Even after calling pd.get_dummies(), a column can remain as object type if it contains mixed data — for example, a column that is mostly numeric but has a few stray string values like "N/A" or "unknown". Run print(X.dtypes) immediately before the train/test split. Any column still showing object needs to be handled: either coerce it to numeric with pd.to_numeric(col, errors='coerce') (which converts unparseable values to NaN for the imputer to handle), or drop it if it carries no predictive value.

Key Takeaways

  1. The ML workflow is consistent: Load data, split into train/test, instantiate a model, fit on training data, predict on test data, and evaluate. This same loop applies to every supervised learning problem.
  2. Always split your data before anything else: The test set must remain unseen during training and preprocessing. Use train_test_split with stratify=y as your default, especially on imbalanced datasets.
  3. Accuracy alone is not enough: Check precision, recall, and F1 score. Which metric to prioritize depends on whether false positives or false negatives are more costly in your specific use case.
  4. Tune hyperparameters with cross-validation: K in KNN is just one example. Loop over candidate values, compare CV scores, and let the data pick — don't guess.
  5. GridSearchCV automates the search: Rather than writing a manual loop, hand GridSearchCV a pipeline and a param_grid dictionary. It runs every combination, picks the best, and refits the winner — all in a few lines. Always call grid.fit(X_train, y_train), never on the full dataset.
  6. Cross-validation beats a single split: Use cross_val_score with cv=5 or cv=10 to get a reliable estimate of how your model will perform on new data.
  7. Pipelines prevent data leakage: Chain your preprocessing and model together using Pipeline. It's not just convenient — it's correct. Scale inside the Pipeline, not before splitting.
  8. Know which algorithms need scaling: Distance-based methods (KNN, SVM) require it. Tree-based methods (Decision Tree, Random Forest) do not. When in doubt, include a StandardScaler — it won't hurt.
  9. No single algorithm wins everywhere: Benchmark several options, check precision and recall (not just accuracy), and choose based on your specific data and requirements.
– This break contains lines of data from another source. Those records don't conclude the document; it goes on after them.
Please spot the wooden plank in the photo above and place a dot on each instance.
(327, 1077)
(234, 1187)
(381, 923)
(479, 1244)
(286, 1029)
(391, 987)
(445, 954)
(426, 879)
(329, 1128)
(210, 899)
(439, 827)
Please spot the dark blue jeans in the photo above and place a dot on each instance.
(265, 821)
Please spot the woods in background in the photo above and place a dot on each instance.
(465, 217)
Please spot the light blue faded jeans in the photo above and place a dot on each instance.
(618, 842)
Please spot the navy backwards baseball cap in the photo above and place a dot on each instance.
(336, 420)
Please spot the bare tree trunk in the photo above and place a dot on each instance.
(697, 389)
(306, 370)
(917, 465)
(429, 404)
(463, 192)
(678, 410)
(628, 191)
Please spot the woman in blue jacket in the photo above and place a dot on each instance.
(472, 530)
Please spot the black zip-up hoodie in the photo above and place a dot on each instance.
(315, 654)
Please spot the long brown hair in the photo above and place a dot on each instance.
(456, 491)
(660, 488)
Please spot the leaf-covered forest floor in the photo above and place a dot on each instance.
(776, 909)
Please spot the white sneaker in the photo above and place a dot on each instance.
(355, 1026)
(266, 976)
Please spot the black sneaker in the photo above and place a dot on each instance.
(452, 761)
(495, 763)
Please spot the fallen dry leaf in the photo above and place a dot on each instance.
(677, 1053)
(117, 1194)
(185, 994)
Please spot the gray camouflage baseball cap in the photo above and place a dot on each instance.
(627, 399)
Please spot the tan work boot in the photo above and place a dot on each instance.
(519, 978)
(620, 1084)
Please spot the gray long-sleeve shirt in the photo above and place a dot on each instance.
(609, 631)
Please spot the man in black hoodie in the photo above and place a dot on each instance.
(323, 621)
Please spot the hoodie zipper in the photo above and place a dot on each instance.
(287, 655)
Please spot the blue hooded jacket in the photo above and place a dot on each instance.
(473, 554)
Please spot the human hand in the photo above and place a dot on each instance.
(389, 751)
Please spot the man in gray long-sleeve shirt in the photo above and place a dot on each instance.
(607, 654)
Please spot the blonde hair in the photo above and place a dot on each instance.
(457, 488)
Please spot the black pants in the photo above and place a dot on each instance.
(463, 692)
From here, natural next steps include regression problems with LinearRegression, handling more complex real-world data issues like missing values with SimpleImputer and categorical features with OrdinalEncoder or OneHotEncoder, and scaling up hyperparameter searches with RandomizedSearchCV when the parameter space becomes too large to evaluate exhaustively. The patterns you practiced here carry over directly — the scikit-learn API stays the same regardless of algorithm or task type.